We separated in September after 9 years together. We have a three year old together. He immediately started dating around and eventually found a girl who is going through a separation as well. They have been together for three months. Up until two weeks ago he has had nothing to do with our son. He hasn't helped me with even a penny. Suddenly he has begun to talk with him a couple nights a week and see him once or twice. He now wants our son to meet his girlfriend who also has a little boy who is three years old. I have full custody of our son and it says that he is not allowed to meet anyone that we are dating unless it has been exclusive for six months. I said this to him and he seems content to wait which is great. I really don't want to meet the new girl yet let alone let our son meet her. I'm probably getting ahead of myself but I can't imagine another woman in my child's life right now. I feel like it's too soon. I know it's going to happen eventually, but how do I cope with this?He's only three but it's obvious that he is confused about where daddy has been. Idk how to feel about anything. Also, my ex keeps saying things like he never wanted a divorce and the only reason we did is because of his father. He never made an ounce of effort once the word divorce was put on the table. I feel like he is all about keeping up with appearances. Also, why I think he is suddenly trying to be in his sons life. I feel like his gf was starting to notice. I am mainly on here to vent. Sorry for my long rant.


----------



## EleGirl (Dec 3, 2011)

Who put the word 'divorce' on the table? You or him?

Why does he suddenly want to see your son? Because the other woman is pushing him to do so. I've seen this before, they push the guy to build the impression that there is a new family.

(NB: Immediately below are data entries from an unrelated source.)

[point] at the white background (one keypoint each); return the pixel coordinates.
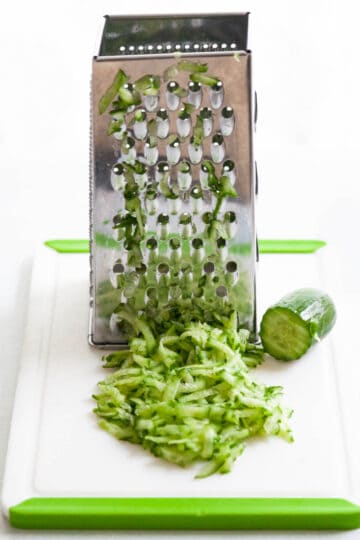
(306, 64)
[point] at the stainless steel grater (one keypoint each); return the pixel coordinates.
(172, 185)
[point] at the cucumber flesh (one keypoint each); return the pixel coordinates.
(292, 325)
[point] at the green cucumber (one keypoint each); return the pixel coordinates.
(292, 325)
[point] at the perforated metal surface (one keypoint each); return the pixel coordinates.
(163, 241)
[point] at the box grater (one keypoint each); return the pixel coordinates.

One thing to keep in mind that the chances of this relationship of his lasting very long is very small. 

You say that you have custody. Has a divorce been filed? Why isn't he paying any child support? Wasn't that part of the custody agreement?


----------



## svarner (Oct 7, 2016)

He put divorce of the table. The funny thing is that he could never say it's what he wanted. He only danced around the idea but after a few weeks of being elsewhere I told him he could either tell me what he was feeling or I am coming to an assumption. All I got from him was I'm sorry but I've never had to break up with someone before. His parents finalized their divorce the same week. Everything was unexpected to me. I didn't add child custody into the agreement because at the time he didn't have a job. He was living in a house with 5 guys and it wasn't an ideal situation. The home was raided. He went through a serious tough patch in the beginning and I filed for full custody which he signed over no questions. I didn't include child support because I knew he was worried about it and I just wanted him to sign over custody with everything going on. He is now living with his mom which is better. Since he has started dated this girl he has seemed more level headed than when he first left. My lawyer told me I could go back and ask for child support. He keeps saying he's going to help, but it's been six months and nothing.


----------



## svarner (Oct 7, 2016)

Also, we have to be separated for a year before divorce. That will take place this coming up September


----------



## EleGirl (Dec 3, 2011)

So your divorce is final? Is that right?

Is he working now and does he have an income?


----------